If you’re looking for a home and you already narrowed down your search to a few properties, it’s time to start digging a little deeper. Researching the neighborhood, the history of the property and going to see the house in person are all necessary steps if you want to make the best decision.

This process should make it easier to spot all the red flags. While some issues are minor and should not stand between you and your dream home, the following problems are very serious, and you should think twice about investing in a home if you notice any of them.

Shabby-Looking Neighbouring Properties and High Crime Rates

Choosing the right area or neighbourhood is one of the first steps when looking for a home. Finding a home within your budget comes first, but you should also check the crime rate in the area and, if you are moving with kids, the school rankings.

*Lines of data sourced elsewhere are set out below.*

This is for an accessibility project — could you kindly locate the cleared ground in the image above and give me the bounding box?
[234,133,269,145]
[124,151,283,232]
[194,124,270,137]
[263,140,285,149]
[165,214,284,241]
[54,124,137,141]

Visiting the property should be an opportunity to get even more information on your possible future home. Are the surrounding properties well-maintained or do they look unkempt? How many homes for sale are there in the neighbourhood? Be on the look-out for these issues next time you visit a new property:

  • A lot of homes for sale in the area
  • Run-down fences, faded paint, or messy yards
  • Boarded-up windows

Don’t try to play down any of these problems; think about how you feel about these factors in the long term and make your decision accordingly.

Foundation Problems

Hairline cracks are not uncommon, and are also fairly harmless: they are a sign the house is settling into position. However, larger gaps are definitely a red flag. Whether you’re thinking about buying a new home or an older construction, deterioration of the foundation only leads to bigger problems and can end up costing you a lot of money to fix.

So how can you spot these problems before buying the house? These are some of the signs that will help you spot an unreliable foundation:

  • Big cracks on the walls, floors, or where the walls meet the ceiling
  • Visible cracks above window and door frames
  • Sticking doors and/or windows
  • Misaligned porch or front steps
  • Uneven floors (roll a marble from one side of a room to the other to spot this issue)

Grading

The slope (or grading) of the area surrounding the house affects the way the water drains after rain or snow-melt. This is why it’s really important to get the angle just right; if the water pools around the house, or worse, if the land slopes towards the house, you might have big problems in the not so distant future. When visiting the house, check for these signs:

  • The yard slopes toward the house
  • Puddles of water in the yard or patches of dead grass or no vegetation
  • Water pooling around the foundation

Leaky Roofs

Leaky roofs are problematic because they come with a whole host of related problems which affect the entire house. The water damage caused by cracks in the roof can lead to mold and rot, which not only cost a lot to remove, but may also wreak havoc on your health: mold can affect your respiratory tract and trigger allergies. Excessive humidity can affect many areas of the house, and it’s one of the main bathroom problems many home owners encounter, but when the roof is involved, the damage can be quite extensive.

The signs that will help you detect roof problems are:

  • Excessive moss on the roof
  • Missing or broken shingles
  • Dark spots or chipping paint on the ceiling and walls
  • Recent work done only on a small area, not the entire wall

When visiting a property, it helps a lot to remember these signs and to make a mental checklist of all the red flags you notice. Having to deal with serious renovation work after you buy your new home is not an ideal situation, and you should at least know what to expect. Many of the problems listed above can eat up a lot of your time, money, and energy, so it’s better to be on the look-out so that you can avoid them.